Study on the iron–silica interaction of a co-precipitated Fe/SiO2 Fischer–Tropsch synthesis catalyst

The structural properties and iron–silica interaction of the precipitated iron catalysts incorporated with or without silica have been investigated by powder X-ray diffraction (XRD), Mössbauer spectroscopy, and temperature-programmed reduction (TPR) with H2 consumption quantitative analysis. The Fischer–Tropsch synthesis (FTS) performances of the catalysts were carried out in a slurry-phase continuously stirred tank reactor (CSTR). It was found that, for as-prepared samples, nano-particles of iron oxide mixtures (α- and/or γ-Fe2O3) formed on the silica-incorporated catalyst, whereas well-crystallized hematite (α-Fe2O3) is the only phase on the silica-free catalyst.
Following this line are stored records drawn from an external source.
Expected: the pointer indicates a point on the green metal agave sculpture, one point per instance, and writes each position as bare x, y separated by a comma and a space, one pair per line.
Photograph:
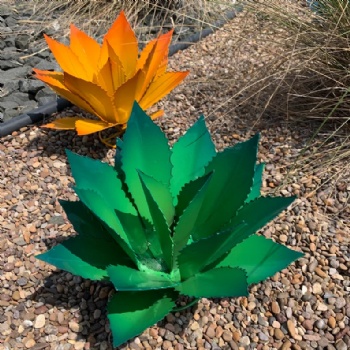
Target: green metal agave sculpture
165, 222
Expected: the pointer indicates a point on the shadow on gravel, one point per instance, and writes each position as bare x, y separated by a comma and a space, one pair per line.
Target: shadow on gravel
53, 142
After reduction in H2, the observed phase in the silica-free catalyst is α-Fe, whereas wüstite (FexO) and iron (II) silicate (Fe2SiO4) are the main phases in the silica-incorporated catalyst. In H2-TPR, the Fe3+ ions in the silica-incorporated catalyst are reduced to Fe (0) via Fe2+ ions as intermediate and the reduction extent of iron oxides obviously decreased comparing with the silica-free catalyst. The differences in structural properties and reduction behavior between the silica-free and the silica-incorporated catalysts may be due to the high dispersion effect of silica and the iron–silica interaction. The iron–silica interaction also decreases the FTS activity and improves the light hydrocarbon selectivity.